Recall furthermore that there is associated a root system $\Phi$ to the Lie algebra $L$, and let us imagine that we have picked a base $\Delta$ for $\Phi$. The order $|W|$ of the Weyl group $W$ is equal to the possible choices of (unordered) bases and equal to the possible choices of (fundamental) Weyl chambers.   
It is proven in chapters 20-21 of Ref. 2. that a finite-dimensional irrep has a unique highest weight vector (unique up to normalization) with some dominant integral weight $\lambda$. We will from now on denote such irrep $V(\lambda)$. (Ref. 2. also defines a notion of a highest weight irrep $V(\lambda)$ when $\lambda$ is integral but not dominant. Such irreps are necessarily infinite-dimensional, so we will ignore those.) It follows that

Two irreps $V(\lambda)$ and $V(\mu)$ are equivalent (i.e. isomorphic) iff their highest weights are equal $\lambda=\mu$.

As a consequence of Harish-Chandra's theorem, the set $Z$ of Casimirs takes the same value on two highest weight irreps $V(\lambda)$ and $V(\mu)$ iff $\lambda+\delta$ and 
$\mu+\delta$ belong to the same Weyl orbit,
$$ \sigma(\lambda+\delta)~=~\mu+\delta, \qquad \sigma \in W. $$
Here $\delta$ is half the sum of the positive roots. However if both integral weights $\lambda$ and $\mu$ are dominant, then $\lambda+\delta$ and $\mu+\delta$ must both belong to (the interior of) the fundamental Weyl chamber, so that the Weyl reflection $\sigma={\bf 1}$ must be the identity element. In conclusion, we get that

The set $Z$ of Casimirs takes the same value on two finite-dimensional irreps $V(\lambda)$ and $V(\mu)$ iff their highest weights are equal $\lambda=\mu$.

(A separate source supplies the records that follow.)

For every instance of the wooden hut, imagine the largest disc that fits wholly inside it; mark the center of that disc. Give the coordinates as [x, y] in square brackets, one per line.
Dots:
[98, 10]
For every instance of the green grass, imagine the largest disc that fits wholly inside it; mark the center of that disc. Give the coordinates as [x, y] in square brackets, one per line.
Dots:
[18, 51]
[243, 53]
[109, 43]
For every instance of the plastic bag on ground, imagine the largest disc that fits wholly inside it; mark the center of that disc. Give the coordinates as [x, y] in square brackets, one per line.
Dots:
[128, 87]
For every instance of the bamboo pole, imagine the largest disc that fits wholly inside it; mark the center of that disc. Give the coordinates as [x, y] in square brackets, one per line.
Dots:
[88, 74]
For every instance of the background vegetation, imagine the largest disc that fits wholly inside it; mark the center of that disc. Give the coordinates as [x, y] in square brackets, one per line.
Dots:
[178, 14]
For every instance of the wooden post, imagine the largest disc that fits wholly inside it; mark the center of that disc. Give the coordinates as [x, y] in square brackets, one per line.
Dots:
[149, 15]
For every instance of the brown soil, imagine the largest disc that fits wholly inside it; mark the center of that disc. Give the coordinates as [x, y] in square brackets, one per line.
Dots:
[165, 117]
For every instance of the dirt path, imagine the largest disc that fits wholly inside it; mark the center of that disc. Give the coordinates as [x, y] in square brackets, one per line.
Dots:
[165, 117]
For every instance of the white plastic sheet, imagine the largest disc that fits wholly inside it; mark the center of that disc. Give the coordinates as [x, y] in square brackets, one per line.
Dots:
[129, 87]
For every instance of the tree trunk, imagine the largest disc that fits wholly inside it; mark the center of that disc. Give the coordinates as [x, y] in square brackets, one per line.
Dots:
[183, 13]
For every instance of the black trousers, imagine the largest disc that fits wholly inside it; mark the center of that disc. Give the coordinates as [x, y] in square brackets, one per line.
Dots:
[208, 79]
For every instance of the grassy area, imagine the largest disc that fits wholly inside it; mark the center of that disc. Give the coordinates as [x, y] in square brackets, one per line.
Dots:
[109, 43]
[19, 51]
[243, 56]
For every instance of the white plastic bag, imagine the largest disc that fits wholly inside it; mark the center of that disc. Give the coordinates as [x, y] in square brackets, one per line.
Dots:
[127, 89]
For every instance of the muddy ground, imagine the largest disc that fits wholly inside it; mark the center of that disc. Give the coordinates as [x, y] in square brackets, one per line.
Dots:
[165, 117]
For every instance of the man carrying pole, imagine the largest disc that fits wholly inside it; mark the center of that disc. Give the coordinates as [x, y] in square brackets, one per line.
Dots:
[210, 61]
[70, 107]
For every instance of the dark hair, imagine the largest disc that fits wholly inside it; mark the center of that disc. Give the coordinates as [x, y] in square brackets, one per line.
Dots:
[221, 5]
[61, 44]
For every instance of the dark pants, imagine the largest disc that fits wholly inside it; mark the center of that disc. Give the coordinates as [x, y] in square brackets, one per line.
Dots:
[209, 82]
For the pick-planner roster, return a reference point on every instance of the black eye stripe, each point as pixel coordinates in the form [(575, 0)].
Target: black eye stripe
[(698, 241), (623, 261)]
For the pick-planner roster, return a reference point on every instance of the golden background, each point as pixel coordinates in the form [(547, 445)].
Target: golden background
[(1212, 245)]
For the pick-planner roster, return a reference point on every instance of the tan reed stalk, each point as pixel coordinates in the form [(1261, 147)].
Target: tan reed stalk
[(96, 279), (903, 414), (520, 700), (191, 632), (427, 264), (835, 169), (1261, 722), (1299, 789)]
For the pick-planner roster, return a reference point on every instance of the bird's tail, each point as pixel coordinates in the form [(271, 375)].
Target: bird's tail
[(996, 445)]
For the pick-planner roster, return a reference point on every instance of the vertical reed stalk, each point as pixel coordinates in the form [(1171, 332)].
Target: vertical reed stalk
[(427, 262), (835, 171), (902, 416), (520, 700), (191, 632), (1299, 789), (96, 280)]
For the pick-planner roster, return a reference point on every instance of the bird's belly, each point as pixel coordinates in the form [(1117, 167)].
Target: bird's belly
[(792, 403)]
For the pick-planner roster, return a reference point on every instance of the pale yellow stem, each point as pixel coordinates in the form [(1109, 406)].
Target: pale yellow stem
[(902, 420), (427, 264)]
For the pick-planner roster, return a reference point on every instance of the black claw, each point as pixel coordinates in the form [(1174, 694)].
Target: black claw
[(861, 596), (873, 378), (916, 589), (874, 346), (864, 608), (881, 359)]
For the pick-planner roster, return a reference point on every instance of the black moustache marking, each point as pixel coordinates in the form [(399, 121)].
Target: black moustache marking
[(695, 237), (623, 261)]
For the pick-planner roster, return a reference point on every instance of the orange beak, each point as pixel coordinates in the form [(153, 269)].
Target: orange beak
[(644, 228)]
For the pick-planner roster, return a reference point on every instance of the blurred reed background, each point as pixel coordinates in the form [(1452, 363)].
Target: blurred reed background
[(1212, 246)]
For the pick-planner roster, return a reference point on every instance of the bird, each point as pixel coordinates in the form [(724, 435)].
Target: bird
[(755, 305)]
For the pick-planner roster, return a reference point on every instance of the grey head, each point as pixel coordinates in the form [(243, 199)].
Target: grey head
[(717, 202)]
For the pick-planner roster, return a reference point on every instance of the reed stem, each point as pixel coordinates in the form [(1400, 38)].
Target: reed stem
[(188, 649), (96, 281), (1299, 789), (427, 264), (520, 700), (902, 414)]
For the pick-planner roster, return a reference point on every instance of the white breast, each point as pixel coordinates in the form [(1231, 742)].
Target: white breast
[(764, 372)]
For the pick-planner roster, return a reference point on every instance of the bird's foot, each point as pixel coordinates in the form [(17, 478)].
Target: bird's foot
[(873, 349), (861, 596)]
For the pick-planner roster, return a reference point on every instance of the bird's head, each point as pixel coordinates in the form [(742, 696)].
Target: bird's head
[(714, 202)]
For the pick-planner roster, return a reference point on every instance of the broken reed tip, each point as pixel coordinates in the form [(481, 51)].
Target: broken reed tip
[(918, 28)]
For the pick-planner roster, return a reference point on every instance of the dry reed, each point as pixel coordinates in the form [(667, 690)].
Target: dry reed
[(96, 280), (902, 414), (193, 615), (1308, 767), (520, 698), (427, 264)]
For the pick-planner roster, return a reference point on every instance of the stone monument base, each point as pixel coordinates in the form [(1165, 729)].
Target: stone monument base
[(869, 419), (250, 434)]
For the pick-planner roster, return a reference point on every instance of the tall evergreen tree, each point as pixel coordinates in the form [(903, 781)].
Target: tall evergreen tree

Harish-Chandra's theorem is proven in chapter 23 of Ref. 2. See also this and this related Math.SE posts. 
Example: Consider the Lie algebra $L=sl(3,\mathbb{C})$. The Weyl group is $S_3$. The Lie algebra $L$ has two independent Casimir invariants $C_2$ and $C_3$,
$$C_n ~:=~  {\rm str}({\rm ad} t_{a_1}\circ\ldots\circ{\rm ad} t_{a_n}) t^{a_1} \otimes\ldots\otimes t^{a_n}, \qquad n~\in~ \{2,3\}.$$
Consider the 3-dimensional fundamental representation $F$ and the dual/contragredient representation $\bar{F}$ of $L$, which are non-equivalent irreps. They have highest weights $\lambda=(1,0)$ and $\mu=(0,1)$, respectively. In detail, if $t_a$, $a=1, \ldots, 8$ are generators for $L=sl(3,\mathbb{C})$, then (hattip: Peter Kravchuk) 
$$\bar{F}(t_a)~=~ -F(t_a)^t,$$ 
so that the Casimirs $C_2$ (and $C_3$) take the same (opposite) value on $F$ and $\bar{F}$
$$ {\rm tr}_{\bar{F}}\bar{F}(C_n)~=~(-1)^n{\rm tr}_{F}F(C_n), \qquad n~\in~ \{2,3\}. $$
One may prove that the values are non-zero, so that the Casimirs $C_2$ and $C_3$ distinguish between the two non-equivalent irreps $F$ and $\bar{F}$, as they should. 
References:


*

*A. O. Barut and R. Raczka, Theory of group representations and applications, 2nd ed., 1980. 

*J.E. Humphreys, Introduction to Lie Algebras and Representation Theory, (1980).